For some, this comes after years of living with alopecia. “Life-changing” is what we’ve heard several times from those for whom the treatment has worked.  And yet, along with the joy of much longed-for regrowth, there can be guilt, fear, and even a sense of isolation. Guilt, that others with hair loss are not eligible for the medicine or cannot access it. Fear, that the treatment might one day stop working and hair might fall out again.  And some might wonder: do I still belong to the alopecia community?

The answer is yes — you absolutely belong.

Being part of the alopecia community has never been about the amount of hair on our heads. It’s about what we’ve experienced, how we’ve supported each other, and the understanding we share. Regrowth does not erase our alopecia experiences — it simply adds a new chapter to our stories. Just as we have always wanted those who experience spontaneous regrowth to remain in our community, we also want those who experience regrowth from medication to stay with us too.

Alopecia UK is here for people with all types of alopecia, at all levels of severity, and stages of hair growth. If you are taking medication for alopecia, you are not ‘cured’. Your alopecia is being treated but you still have alopecia. If you are having hair regrowth, you may not feel you need support from Alopecia UK now or feel like you want to remain active in our peer support spaces, but we really hope that you will stay with us, follow Alopecia UK and support the work we do.

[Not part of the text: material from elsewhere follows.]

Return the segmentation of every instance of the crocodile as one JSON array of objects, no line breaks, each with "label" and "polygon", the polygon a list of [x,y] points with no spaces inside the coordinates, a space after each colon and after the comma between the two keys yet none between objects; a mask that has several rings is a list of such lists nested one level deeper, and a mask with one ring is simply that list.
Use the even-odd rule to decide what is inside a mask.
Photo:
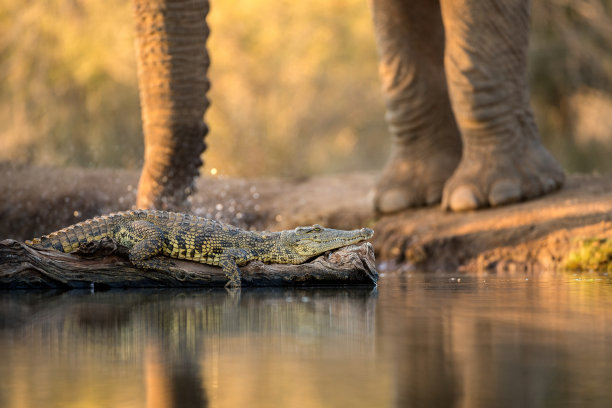
[{"label": "crocodile", "polygon": [[167,271],[174,266],[168,258],[184,259],[220,266],[228,278],[226,287],[240,287],[239,266],[250,261],[300,264],[373,235],[369,228],[344,231],[320,225],[246,231],[190,214],[130,210],[79,222],[26,244],[68,253],[107,237],[128,248],[129,260],[137,268]]}]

Alopecia UK was a key stakeholder in the NICE appraisal processes for both baricitinib (rejected by NICE) and ritlecitinib (recommended by NICE) and made strong arguments for the need for NICE-approved treatments for alopecia areata. We did a lot of work behind the scenes in providing information and data, as well as preparing for and attending meetings.  We expect there will be further NICE technology appraisals for new treatments in the future and Alopecia UK will work hard to advocate for a wider choice of treatment. As such, insight from people who have tried new treatments, either with success or not, will be more valuable than ever.

To anyone experiencing regrowth, whether because of medical treatment or spontaneity: you are still one of us. To those who have a type of alopecia that means they are unable to experience regrowth: we are here for you too. Your story matters. Your voice belongs here. And your experience — whatever it looks like — is a reminder of the complexity, hope, and resilience that defines our community.

The alopecia community is stronger when everyone feels welcome — those who proudly rock their bald heads, those who wear wigs, those who are newly diagnosed, those who have had alopecia for years, and those navigating the complicated feelings of regrowth. Alopecia is not a club you graduate from just because your hair returns. Your experiences make you part of this community forever. And so, we hope you will stick around.